Sie führen nicht zur Erhöhung der Investitionen!

Kapital arbeitet nicht.

Wenn mehr Ältere versorgt werden müssen, muss die Wirtschaft produktiv und effizient genug sein, dass neben der materiellen Versorgung mit Gütern auch die immaterielle Unterstützung der wachsenden Zahl von Alten sichergestellt werden kann. Die Finanzialisierung des Gesundheits- und Pflegesystems kann dazu nichts beitragen.
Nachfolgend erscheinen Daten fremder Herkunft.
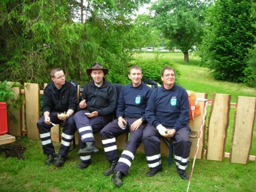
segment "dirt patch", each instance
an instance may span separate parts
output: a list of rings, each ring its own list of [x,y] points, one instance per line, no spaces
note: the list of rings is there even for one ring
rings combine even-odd
[[[19,159],[25,159],[23,154],[27,148],[21,144],[8,144],[0,146],[0,154],[4,153],[6,158],[17,157]]]

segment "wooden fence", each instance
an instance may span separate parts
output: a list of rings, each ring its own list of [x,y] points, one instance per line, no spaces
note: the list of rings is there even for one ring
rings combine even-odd
[[[10,82],[9,83],[11,83]],[[13,88],[15,94],[24,95],[25,100],[24,106],[19,111],[13,111],[18,121],[16,123],[9,122],[8,132],[12,136],[27,135],[28,138],[39,138],[37,123],[41,115],[39,114],[40,95],[43,94],[43,90],[40,90],[38,84],[25,83],[24,85],[24,90],[18,88]],[[78,97],[80,94],[78,88]],[[207,99],[208,97],[208,94],[205,93],[196,93],[196,95],[197,98],[199,99]],[[223,161],[224,157],[229,157],[230,162],[232,163],[247,164],[250,160],[255,161],[256,164],[256,154],[250,154],[252,145],[256,145],[256,143],[252,143],[256,98],[238,96],[236,103],[230,103],[230,95],[213,93],[212,101],[209,101],[208,110],[210,110],[210,114],[207,116],[207,134],[205,131],[206,127],[205,126],[196,157],[202,159],[205,156],[207,159],[216,161]],[[189,122],[192,130],[197,131],[198,134],[205,102],[199,101],[201,114],[195,117],[194,120],[191,120]],[[231,108],[235,108],[231,149],[230,153],[225,153]],[[52,128],[53,141],[60,142],[61,134],[60,129],[58,125]],[[76,143],[78,144],[78,131],[75,136]],[[95,137],[98,146],[101,147],[99,133],[95,134]],[[118,137],[117,143],[118,148],[124,148],[128,137],[128,134],[124,134]],[[193,158],[198,138],[192,138],[191,140],[192,140],[192,145],[190,156]],[[204,150],[205,143],[207,143],[207,147]],[[139,147],[138,151],[144,152],[142,144]],[[169,154],[168,148],[163,142],[161,143],[161,153]],[[203,155],[204,154],[206,154],[205,156]]]

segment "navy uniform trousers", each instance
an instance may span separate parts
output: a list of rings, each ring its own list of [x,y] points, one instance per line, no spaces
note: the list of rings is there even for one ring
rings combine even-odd
[[[85,147],[84,144],[87,142],[95,142],[93,134],[100,132],[112,119],[112,117],[98,116],[89,119],[84,114],[89,113],[88,110],[81,110],[76,112],[74,119],[79,132],[79,146],[80,149]],[[91,161],[91,155],[81,156],[80,160],[85,163],[89,163]]]
[[[116,119],[105,127],[100,133],[107,159],[111,162],[119,159],[116,137],[129,131],[130,135],[128,141],[114,169],[127,175],[137,149],[141,143],[145,126],[142,124],[137,130],[132,131],[130,129],[130,125],[137,118],[126,119],[128,124],[125,130],[120,128],[118,125],[118,120]]]
[[[53,123],[64,123],[63,126],[59,154],[63,156],[67,156],[74,133],[77,130],[73,119],[74,116],[72,115],[65,120],[62,121],[58,119],[57,113],[57,112],[52,112],[49,117],[51,122]],[[44,154],[48,155],[55,152],[55,150],[51,138],[51,128],[53,127],[53,125],[47,125],[45,123],[45,117],[43,115],[40,118],[37,125]]]
[[[192,142],[189,140],[188,125],[179,129],[174,136],[174,159],[177,171],[183,174],[187,168]],[[153,171],[162,168],[161,159],[161,135],[156,128],[148,124],[144,130],[142,140],[148,167]]]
Gewinngetriebene Scheineffizienz muss durch eine gute, arbeitnehmerfreundliche Organisation der Pflege ersetzt werden.

Mythos 3: Private Altersvorsorge ist effizienter als staatliche Vorsorge Auch wenn diese Behauptung mittlerweile seltener offensiv verkündet wird, ist sie nicht verschwunden. Doch die Fakten sind eindeutig: Die Kosten der privaten Rentenversicherung sind nennenswert höher als die der staatlichen.

Und das hat ganz handfeste, strukturelle Gründe:

1. Der Staat muss keine teure Vertriebsabteilung unterhalten.

2. Die Kosten für die Administration und insbesondere die Kosten für Überwachung und Sicherung der Finanzstabilität der Versicherungsgesellschaften können nicht vernachlässigt werden. Bei einem staatlichen System fallen diese Kosten nicht an. Die staatliche Administration kommt komplett ohne International Financial Reporting Standards (IFRS) und Harmonisierung von Aufsichtsregeln (Solvency II) aus.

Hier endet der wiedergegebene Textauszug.